We’ve done it to LeBron James, particularly since “The Decision.”
Yeah, he was a hometown hero who carried the Cleveland Cavaliers to the 2007 NBA Finals. Yeah, James bolted for the Miami Heat before he could bring a title to the Cavs. Yeah, he was the final, most important piece to a dominant “Big Three.” Yeah, after succeeding in Miami, James returned home to finish the job.
But James had no business propelling the 2007 squad to an Eastern Conference championship. That team was simply terrible without him. The small forward racked up 25.1 points, 8.1 rebounds and 8.0 assists per outing throughout the postseason.
He guided the Heat to four straight opportunities to win a ring, a feat only two franchises—1982-1985 Los Angeles Lakers and 1984-1987 Boston Celtics—had accomplished since the NBA-ABA merger. James won a pair of Finals MVPs, becoming just the 10th player ever to win multiple.
Going back to Cleveland was an admirable decision. The “Akron Hammer” showed loyalty does exist at the professional level, even if only as an exception to the rule. The Cavaliers are the second-best team in the Eastern Conference and have a legitimate chance to appear in the final round this year.

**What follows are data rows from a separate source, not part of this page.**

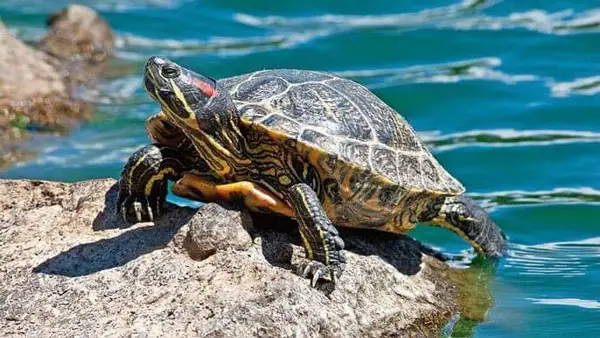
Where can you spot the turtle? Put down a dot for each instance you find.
(309, 145)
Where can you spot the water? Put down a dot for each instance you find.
(506, 93)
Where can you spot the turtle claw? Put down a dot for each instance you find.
(134, 209)
(316, 271)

“A lot of people are starting to compare other players to him and they’re not even on the same level as him,” new teammate Kendrick Perkins said of James, via Chris B. Haynes of Cleveland.com. “I’m just telling him to be great. I’m letting him know that it’s on him to go out there and show the world once again who the man is.”

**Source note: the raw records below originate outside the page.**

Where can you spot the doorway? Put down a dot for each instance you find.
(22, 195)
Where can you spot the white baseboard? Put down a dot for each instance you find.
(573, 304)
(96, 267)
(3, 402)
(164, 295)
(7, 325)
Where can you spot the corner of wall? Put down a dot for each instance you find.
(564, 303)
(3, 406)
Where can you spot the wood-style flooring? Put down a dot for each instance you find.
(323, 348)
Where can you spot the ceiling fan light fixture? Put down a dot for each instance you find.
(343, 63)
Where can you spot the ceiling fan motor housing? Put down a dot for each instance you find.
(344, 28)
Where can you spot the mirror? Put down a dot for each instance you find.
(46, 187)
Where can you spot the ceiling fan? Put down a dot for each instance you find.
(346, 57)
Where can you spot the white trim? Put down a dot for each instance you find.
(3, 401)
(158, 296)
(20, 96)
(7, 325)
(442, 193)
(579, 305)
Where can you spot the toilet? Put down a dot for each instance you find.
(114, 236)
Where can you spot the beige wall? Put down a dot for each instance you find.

The simple truth is James remains the NBA’s elite standard. He’ll certainly finish his career as one of the best players in league history.

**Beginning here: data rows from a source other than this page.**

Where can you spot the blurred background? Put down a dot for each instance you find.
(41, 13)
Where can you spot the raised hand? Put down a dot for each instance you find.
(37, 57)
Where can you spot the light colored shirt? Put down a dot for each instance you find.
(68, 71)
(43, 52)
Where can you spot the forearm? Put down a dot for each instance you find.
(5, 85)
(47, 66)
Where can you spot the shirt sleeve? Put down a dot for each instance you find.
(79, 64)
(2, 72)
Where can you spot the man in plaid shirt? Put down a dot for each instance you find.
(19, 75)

Stephen Curry will likely never reach LeBron levels, but that doesn’t take away from the Golden State Warriors’ superstar’s greatness. Sunday offered a perfect example of that talent.
The MVP candidate scored just 12 points in a win over the Los Angeles Clippers, but a pair of replays will live on for the rest of the season—hopefully longer.
Los Angeles held Curry scoreless for 18 minutes, hedging him hard on screens and throwing double-teams onto the slippery guard. But then, he snapped his point-less streak with a thrilling move.
In full speed, it doesn’t even look like Curry did anything special. However, that’s the exact same dribble setup the Davidson product uses before hoisting a pull-up jumper. This time, he threw a nasty head-fake that sent Chris Paul, one of the league’s best defenders, jumping to block an imaginary basketball.
Steph Curry straight up clowned CP3 https://t.co/h5hNTOmlRm
— gifdsports (@gifdsports) March 8, 2015
And that wasn’t even Curry’s best highlight of the day.
He dribbled between four defenders, through his legs, behind his back, stepped back and tossed up a fadeaway-three that splashed nothing but net.
There are but a handful of players who can accomplish what Curru did Sunday afternoon, and few others who would dare to attempt such a move, especially during a cold-shooting outing.
Steph Curry is proof that God loves us https://t.co/MOJMZjiaw1
— Diamond Leung (@diamond83) March 8, 2015
Though a common refrain from naysayers and attempted truthers was that Curry double-dribbled, the slow-motion replay proved otherwise.
The Magician ? https://t.co/lOZwVS2N9q
— Diamond Leung (@diamond83) March 8, 2015
Warriors head coach Steve Kerr threw up his arms in disbelief when Curry launched the shot.
During the ABC broadcast, Kerr, a former sharpshooter, said his reaction was, “Nine seconds on the shot clock. That’s a horrible sho—great shot, Steph.”
Steph Curry got Steve Kerr like… https://t.co/kNFhzEvqHX
— SportsNation (@SportsNation) March 8, 2015
Kerr did nothing but sit down and revel in Curry’s greatness. And that’s what we should do, too.
Appreciate Curry while he’s shaking defenders when it looks like nothing. Gawk at his absurd dribble sequences. Let your jaw drop when the television shows Curry bury an unbelievable shot.
Scream a little.
STEPHEN CURRY JUST DID SOMETHING I COULD NEVER DREAM OF
— David Kenyon (@Kenyon19_BR) March 8, 2015
But no matter how you choose to react, don’t forget to appreciate the 26-year-old’s greatness before we phase it out like many have unfortunately done to superstars of old.
Even ones that are still around.
Unless otherwise noted, stats are courtesy of Basketball-Reference.com and are accurate as of March 9.